In the first days of February 1942, Malta was being bombed, squeezed by shortages, and still haunted by the possibility of a successful invasion. In that siege mindset, the colonial administration decided to be more drastic. It stopped treating “pro-Italian” sentiment as just politics or culture and started treating it as a security problem.
In this view, the most logical step would be to remove the ‘threat’ from the island altogether, an escalation from detention to exile.
The groundwork had been laid since 1940. Around 120 men were apprehended under “security measures” and held without charge or trial, moved between sites like Fort San Salvatore, Corradino, and St Agatha’s Convent. A few were openly Fascist, but many were simply associated with italianità, an alignment with politics in favour of the dominance of Italian language and culture.

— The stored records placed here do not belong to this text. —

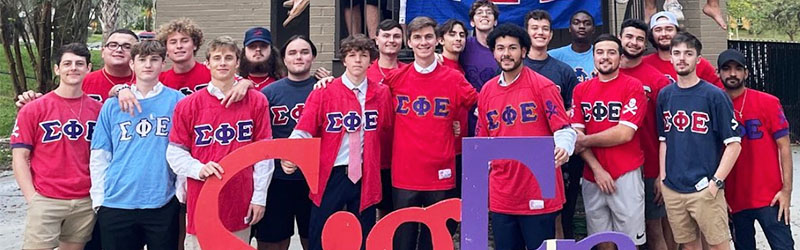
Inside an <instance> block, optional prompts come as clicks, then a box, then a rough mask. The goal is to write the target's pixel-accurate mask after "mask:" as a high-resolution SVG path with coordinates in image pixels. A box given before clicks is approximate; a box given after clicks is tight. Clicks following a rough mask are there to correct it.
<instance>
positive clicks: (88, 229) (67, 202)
mask: <svg viewBox="0 0 800 250" xmlns="http://www.w3.org/2000/svg"><path fill="white" fill-rule="evenodd" d="M94 221H95V214H94V210H92V200H91V199H90V198H89V197H86V198H83V199H72V200H61V199H53V198H48V197H44V196H42V195H39V194H38V193H35V194H34V195H33V198H31V202H30V203H29V204H28V215H27V216H26V217H25V234H24V238H25V239H24V243H23V246H22V248H23V249H43V248H46V249H52V248H55V247H58V243H59V241H63V242H70V243H86V242H88V241H89V240H90V239H92V229H94Z"/></svg>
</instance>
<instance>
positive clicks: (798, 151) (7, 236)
mask: <svg viewBox="0 0 800 250" xmlns="http://www.w3.org/2000/svg"><path fill="white" fill-rule="evenodd" d="M792 156H793V160H794V190H795V191H794V192H793V194H792V206H791V210H792V212H791V214H792V215H791V217H792V218H793V219H792V220H791V224H792V234H793V238H794V241H795V242H796V243H798V244H800V219H796V218H800V217H798V216H800V191H798V190H800V146H794V147H792ZM26 208H27V206H26V205H25V202H24V199H23V198H22V193H20V191H19V188H18V187H17V183H16V181H15V180H14V176H13V175H12V173H11V171H5V172H0V243H2V245H0V250H12V249H13V250H17V249H20V248H21V246H22V236H21V235H22V231H23V230H24V224H25V220H24V217H25V209H26ZM756 228H758V229H759V231H758V232H757V234H756V239H757V241H758V249H769V245H767V241H766V238H764V234H763V233H762V232H761V231H760V227H756ZM289 249H291V250H302V247H301V246H300V240H299V238H298V237H297V236H296V235H295V237H292V243H291V247H290V248H289Z"/></svg>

This was an alignment that their opponents loathed, so the net widened far beyond any clear-cut case of espionage or sabotage. One has to keep in mind that during the decades building up to the Second World War, Malta was split between what was called the Language Question.
The immediate trigger for the February crisis—now remembered as the Malta deportations 1942—was the decision to deport internees out of the island. On 3 January 1942, 41 detainees were notified that they were to be sent away, and they went to court. On 7 February, First Hall of the Civil Court ruled that the 1939 Malta Defence Regulations allowed the Governor to detain British subjects in Maltese territory, but did not give him the power to deport them out of the island. In other words: internment, yes; exile, no.
What happened next is why this episode still reads like a constitutional stress test. Rather than backing down, Sir William Dobbie’s government moved to change the law fast, convening the Council of Government and rushing through emergency powers designed specifically to make deportation possible.